Buck Corp., a mobile payment processor and social shopping platform provider, launched a new service that allows companies or individuals to quickly establish an e-commerce shopping site.
Creating a “Shop on Buck” e-commerce store allows media companies, bloggers, magazines and other entrepreneurs with strong social media followings to operate a shopping site as a distributor of various merchant products.
It's a modern spin on an old idea. It's not quite a multi-level marketing system like Amway, though Buck's new shop system encourages users to turn their social ties into sales leads. And it's not quite the referral system that companies like Amazon.com offer because it allows users to draw inventory from multiple sources.
Buck refers to its distributors as “trendsetters,” which receive commissions established by the merchants for products sold through their Buck sites. Merchants establish their own commission amounts, which are shared between Buck and the trendsetters.
Merchants pay no upfront costs or ongoing fees to make their products available for Buck distributors, says Andy Kleitsch, Buck's CEO and founder.
Consumers purchase products on the Buck sites with one click from their mobile device or PC because the transaction moves into Buck’s mobile payment processing technology for routing to the merchant’s own processing gateways, Kleitsch says.
The first time consumers shop through a Buck site, they would enroll payment card information that would be linked specifically to the mobile device they shop from, Kleitsch says.
“The credit card information is stored in the cloud, so it never stays in a phone or on any of the sites,” Kleitsch explains. “That card data is linked to a device identification on the mobile phone, and there are various attributes of the phone operating system we can use to make this link.”
Essentially, trendsetters can sell other merchants' products without the responsibility of payment processing, fulfillment, returns or chargebacks, Kleitsch says.
Buck's distributors promote their Buck shops to their Facebook followers and through Twitter, Pinterest, e-mail and other social media outlets, Kleitsch says.
Distributors log on to the product dashboard to curate their own selection of products from various merchants participating in the Buck distribution model for display in their own Buck- powered online shops. They can add products to their own sites by choosing “Buck It” on a selection menu below the item of a participating merchant, much in the same manner as users click “Like” next to items on Facebook.
While those considered trendsetters generally have to be a company or an individual with a strong social media following, anyone can apply to operate a Buck shop, Kleitsch says.
“The unemployed CEO who feels he or she wants to do this could apply, but Buck goes through a process to approve the application,” Kleitsch says.

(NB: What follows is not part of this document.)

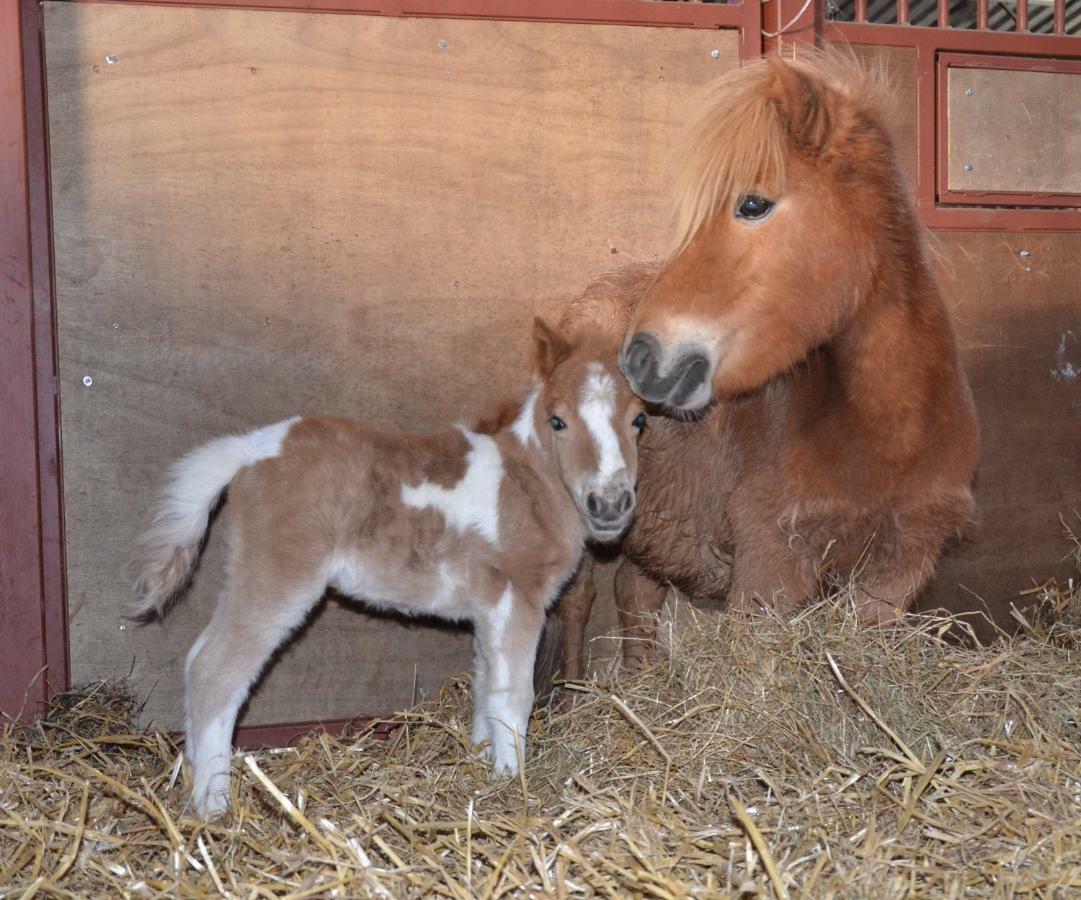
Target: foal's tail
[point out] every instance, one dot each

Generally, a trendsetter consistently works the social media networks and is aggressive in luring potential buyers onto their websites and “show a real effort” to sell products for merchants under the Buck distribution model, Kleitsch adds.
For the initial launch in the Seattle area, local merchants were invited to participate. However, the company plans to extend the opportunity for merchants nationwide to expand distribution through Buck in the coming months, Kleitsch says.
If trendsetters have favorite products from non-Buck participants, they can convince the merchant to join the Buck distribution system and allow them to help sell those products, Kleitsch says.
“This is a way for these merchants to create a new discovery channel for their products,” he adds.